Увидев, что двое из его людей возвращаются, ведя с собой дона Хулиана, Дамиан Сентено спустился вниз и встретил его прямо на крыльце, чтобы островитяне, наверняка следившие за ним из своих окон, могли хорошо все видеть.
– Где твой кум? – не здороваясь, спросил он. – Как это ему удалось так быстро скрыться?
– Я не думаю, что он убежал, – ответил Хулиан, силясь сохранять спокойствие. – Возможно, он вышел на промысел или решил спрятать свой баркас в надежном месте. Никому ведь не хочется, чтобы сожгли его лодку. Это самое страшное преступление, которое только может быть совершено в наших краях.
– Думаю, убийство беззащитного юноши – преступление намного более ужасное.
– Как сказать… Есть категория людей, которые только и делают, что бродят в поисках смерти.
– Это что, угроза?
– Я никогда никому не угрожаю. Здесь живут мирные люди, которые во всем слушают свою совесть. Что бы ни случилось…
– Будем надеяться, что так, – тихо ответил Сентено. – Война вам не подходит. Зато мои люди прямо-таки рождены для нее.
– Мы это уже поняли. Но в чем виновен бедный Торано? Его даже не было в Плайа-Бланка в ночь святого Хуана. Он выходил на промысел.

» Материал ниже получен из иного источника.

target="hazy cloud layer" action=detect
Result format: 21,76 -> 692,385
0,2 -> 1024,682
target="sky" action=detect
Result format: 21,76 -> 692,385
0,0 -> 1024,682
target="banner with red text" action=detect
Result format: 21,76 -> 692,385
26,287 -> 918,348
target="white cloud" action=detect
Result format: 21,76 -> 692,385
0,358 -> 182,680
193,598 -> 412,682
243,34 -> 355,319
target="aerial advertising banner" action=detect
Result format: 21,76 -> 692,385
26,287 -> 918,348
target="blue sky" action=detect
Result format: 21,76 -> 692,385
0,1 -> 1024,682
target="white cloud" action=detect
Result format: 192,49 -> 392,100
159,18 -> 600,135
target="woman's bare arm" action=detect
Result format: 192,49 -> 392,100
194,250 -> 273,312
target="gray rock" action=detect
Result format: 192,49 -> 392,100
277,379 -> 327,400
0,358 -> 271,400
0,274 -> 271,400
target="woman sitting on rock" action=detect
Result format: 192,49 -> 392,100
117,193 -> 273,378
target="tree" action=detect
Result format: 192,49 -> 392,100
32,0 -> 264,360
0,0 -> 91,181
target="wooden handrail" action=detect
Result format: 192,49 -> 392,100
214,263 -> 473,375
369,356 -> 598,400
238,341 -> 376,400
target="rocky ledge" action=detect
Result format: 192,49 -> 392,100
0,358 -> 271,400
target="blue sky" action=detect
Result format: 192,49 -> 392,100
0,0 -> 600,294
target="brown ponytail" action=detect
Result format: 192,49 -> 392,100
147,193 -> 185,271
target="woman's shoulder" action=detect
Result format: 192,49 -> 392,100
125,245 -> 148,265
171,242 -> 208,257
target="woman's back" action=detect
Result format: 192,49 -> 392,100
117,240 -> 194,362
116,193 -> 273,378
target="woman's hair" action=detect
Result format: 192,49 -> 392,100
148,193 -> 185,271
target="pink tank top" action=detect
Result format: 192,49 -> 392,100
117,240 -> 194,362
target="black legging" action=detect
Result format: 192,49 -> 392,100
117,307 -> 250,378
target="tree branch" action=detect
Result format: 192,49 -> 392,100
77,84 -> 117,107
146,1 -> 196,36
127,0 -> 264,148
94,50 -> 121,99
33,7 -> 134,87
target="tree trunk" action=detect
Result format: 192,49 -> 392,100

– Кто такой Торано? Тот, чья барка сгорела? Скажите ему, что я сожалею. Однако он мог бы быть более осторожным. А может, всему виной его друзья? – Сентено пристально посмотрел Хулиану в глаза, пытаясь понять, осознал ли тот смысл сказанного. – Пусть он лучше объяснит своим соседям, что тот, кто покрывает преступника, нарывается на крупные неприятности. – На губах Дамиана заиграла злая усмешка. – Я понимаю, что с этим трудно смириться, однако заявляю, что никто – повторяю, никто – не будет жить спокойно на этом острове до тех пор, пока не объявится Асдрубаль Пердомо. Вы меня поняли?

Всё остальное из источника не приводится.